Keith Richards and ‘Main Offender’: The best Rolling Stones album of the 1990s?
For much of the 1980s, Mick Jagger and Keith Richards were on the outs. The pair were feuding over the direction The Rolling Stones’ music would take. Jagger wanted to modernise the band’s sound, while Richards wanted to stick with the blues rock formula that had already worked—and worked very well indeed—for the past three decades.
Subsequently, new music by the Stones was not forthcoming for several years, and the 1985 sessions for the desultory Dirty Work album were notably strained, with Jagger recording his vocals over the finished instrumental tracks apart from the rest of the group. It was rare that all five band members were ever in the studio at the same time.
Signed as a solo artist on the back of the Stones’ move to Columbia – CBS Records—something the rest of the group was initially unaware of—Jagger produced She’s the Boss in 1985 alongside a star-studded cast of musical luminaries that included Bill Laswell, Sly & Robbie, Jeff Beck, Nile Rodgers, Herbie Hancock, and Pete Townshend.
At the time, Richards was pissed off about what he saw as Jagger’s lack of commitment to their band. When Jagger refused to tour in support of Dirty Work, choosing to concentrate instead on his solo career, things between the Glimmer Twins deteriorated even further.
Restless at the lack of musical activity, Richards worked as a bandleader on director Taylor Hackford’s Chuck Berry documentary Hail! Hail! Rock ’n’ Roll, assembling a supergroup for two concerts that included Eric Clapton, Etta James, Linda Ronstadt, and Berry’s longtime songwriting partner, pianist Johnnie Johnson. The drummer for the band was a young musician by the name of Steve Jordan, who had played in the Saturday Night Live and Late Night with David Letterman house bands.

Richards and Jordan got along great musically – Jordan had already performed on Dirty Work – and formed the X-Pensive Winos for the purpose of recording Richards’ first solo album, the well-received Talk Is Cheap, and a support tour (documented on the Live at the Hollywood Palladium, 15 December 1988 album).
The X-Pensive Winos were put on hold when bridges were finally mended between Jagger and Richards prior to the Rolling Stones induction into the Rock and Roll Hall of Fame in early 1989. The tour in support of the Steel Wheels album was their biggest to date, seeing the Stones trekking all over the globe and raking in around $200 million. When the tour ended, Richards, feeling creatively energised, set about writing songs again with Steve Jordan that eventually became 1992’s Main Offender album.

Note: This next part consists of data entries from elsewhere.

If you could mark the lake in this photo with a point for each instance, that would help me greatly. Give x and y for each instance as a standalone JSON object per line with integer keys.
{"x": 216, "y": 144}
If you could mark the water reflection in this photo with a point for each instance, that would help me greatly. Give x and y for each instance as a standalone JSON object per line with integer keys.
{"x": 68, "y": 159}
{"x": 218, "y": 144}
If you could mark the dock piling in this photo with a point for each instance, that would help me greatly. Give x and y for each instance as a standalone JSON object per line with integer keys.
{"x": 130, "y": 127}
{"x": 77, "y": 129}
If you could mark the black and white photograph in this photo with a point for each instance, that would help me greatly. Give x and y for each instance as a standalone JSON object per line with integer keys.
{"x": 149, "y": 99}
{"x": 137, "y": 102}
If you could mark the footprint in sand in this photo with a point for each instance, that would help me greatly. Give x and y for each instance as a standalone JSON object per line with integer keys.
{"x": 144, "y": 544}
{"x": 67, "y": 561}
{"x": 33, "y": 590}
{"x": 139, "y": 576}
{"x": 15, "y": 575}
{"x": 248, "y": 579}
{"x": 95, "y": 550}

For Main Offender, the X-Pensive Winos added guitarist Waddy Wachtel to the group. Wachtel, a musical sideman of some renown who has worked with the likes of Stevie Nicks, Linda Ronstadt, James Taylor, Warren Zevon, Bryan Ferry, and Jackson Browne, was brought in to co-produce the album with Richards and Jordan, and he co-wrote four of the album’s songs with them.
“If you’re a musician, silence is your canvas and you never want to fill in the whole thing because then you’ve just covered it all… One of the most interesting parts about music is where you don’t play.”
Keith Richards
Where Talk Is Cheap had something to prove following Richards’ musical declaration of independence, Main Offender is nothing short of pure attitude. There’s a confidence here that borders on nonchalant swagger, a record made by a man who knows exactly who he is and doesn’t give a fuck if you’re not on board. The opening riff of ‘999’ sounds like it fell out of the guitarist’s half-empty bottle of Jack Daniels. Tracks like ‘Wicked As It Seems’ and ‘Eileen’ barrel forward, soaked in open G tuning and the kind of outlaw sincerity only Keith Richards could deliver without flinching. It’s as if Richards was trying to remind everyone that rock ‘n’ roll is supposed to be dangerous, sexy, and a little bit stupid—and doing a damn good job of it.
The real trick of Main Offender is that it doesn’t try to sound “current”, even by 1992 standards. It’s defiantly analogue, defiantly live, and defiantly Keef. Steve Jordan’s drumming is razor sharp but loose where it counts, and Waddy Wachtel’s playing cuts through the mix like a rusty switchblade. There’s a feel here – grimy, intimate, and a little unhinged – that no Stones album from that period came close to touching.
Main Offender was critically acclaimed and featured some fantastic performances, but it just barely made the bottom rungs of the US album charts. The subsequent tour, however, was a big success. The X-Pensive Winos were then put on ice again when the Rolling Stones regrouped for the Voodoo Lounge album and the $320m-grossing world tour of the same name. The Winos would eventually return in 2015 for the Crosseyed Heart album.